Web scraping is an automated process of data extraction from a website. As a tool, a web scraper collects and exports data to a more usable format (JSON, CSV) for further analysis. Building a scraper could be complicated, requiring guidance and practical examples. A vast majority of web scraping tutorials concentrate on the most popular web scraping languages, such as JavaScript, PHP, and, more often than not – Python. This time let’s take a look at Golang.
Golang, or Go, is designed to leverage the static typing and run-time efficiency of C and usability of Python and JavaScript, with added features of high-performance networking and multiprocessing. It’s also compiled and excels in concurrency, making it quick.
This article will guide you through the step-by-step process of writing a fast and efficient Golang web scraper that can extract public data from a target website.

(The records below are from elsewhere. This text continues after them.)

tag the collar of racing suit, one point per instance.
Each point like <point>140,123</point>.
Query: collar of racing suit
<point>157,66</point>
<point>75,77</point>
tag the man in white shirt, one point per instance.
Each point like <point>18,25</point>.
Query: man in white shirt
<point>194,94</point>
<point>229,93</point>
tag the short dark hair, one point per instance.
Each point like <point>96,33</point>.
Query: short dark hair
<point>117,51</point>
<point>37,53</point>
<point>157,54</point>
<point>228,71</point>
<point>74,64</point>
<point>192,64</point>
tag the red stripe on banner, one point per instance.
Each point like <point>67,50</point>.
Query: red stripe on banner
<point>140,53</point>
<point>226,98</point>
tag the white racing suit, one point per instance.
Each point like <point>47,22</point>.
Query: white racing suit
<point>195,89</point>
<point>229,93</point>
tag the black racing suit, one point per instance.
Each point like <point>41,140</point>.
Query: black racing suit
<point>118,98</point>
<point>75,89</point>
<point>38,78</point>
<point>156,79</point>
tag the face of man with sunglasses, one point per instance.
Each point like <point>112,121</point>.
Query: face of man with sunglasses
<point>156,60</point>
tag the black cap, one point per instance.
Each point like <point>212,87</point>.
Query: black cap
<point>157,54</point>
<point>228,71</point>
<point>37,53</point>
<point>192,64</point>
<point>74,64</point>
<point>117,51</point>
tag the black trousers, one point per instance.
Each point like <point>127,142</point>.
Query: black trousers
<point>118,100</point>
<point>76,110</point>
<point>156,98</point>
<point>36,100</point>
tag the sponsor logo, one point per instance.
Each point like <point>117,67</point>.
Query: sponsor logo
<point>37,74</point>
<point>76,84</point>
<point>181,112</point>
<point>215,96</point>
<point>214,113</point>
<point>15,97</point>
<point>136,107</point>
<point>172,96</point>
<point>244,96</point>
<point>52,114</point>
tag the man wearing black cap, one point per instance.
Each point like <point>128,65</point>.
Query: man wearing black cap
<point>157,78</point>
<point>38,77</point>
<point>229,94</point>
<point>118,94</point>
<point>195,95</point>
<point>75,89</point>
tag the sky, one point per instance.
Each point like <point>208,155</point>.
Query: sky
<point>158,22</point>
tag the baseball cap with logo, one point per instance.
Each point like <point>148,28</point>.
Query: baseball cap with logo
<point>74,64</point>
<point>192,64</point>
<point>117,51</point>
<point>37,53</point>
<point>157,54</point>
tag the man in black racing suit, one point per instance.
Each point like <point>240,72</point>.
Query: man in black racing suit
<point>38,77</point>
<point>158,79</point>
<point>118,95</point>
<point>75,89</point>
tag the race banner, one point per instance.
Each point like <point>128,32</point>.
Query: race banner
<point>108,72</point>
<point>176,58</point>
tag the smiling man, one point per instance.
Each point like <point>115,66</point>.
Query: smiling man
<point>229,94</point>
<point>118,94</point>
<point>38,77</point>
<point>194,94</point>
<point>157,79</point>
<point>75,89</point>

To start, head over to the Go downloads page. Here you can download all of the common installers, such as Windows MSI installer, macOS Package, and Linux tarball. Go is open-source, meaning that if you wish to compile Go on your own, you can download the source code as well.
A package manager facilitates working with first-party and third-party libraries by helping you to define and download project dependencies. The manager pins down version changes, allowing you to upgrade your dependencies without fear of breaking the established infrastructure.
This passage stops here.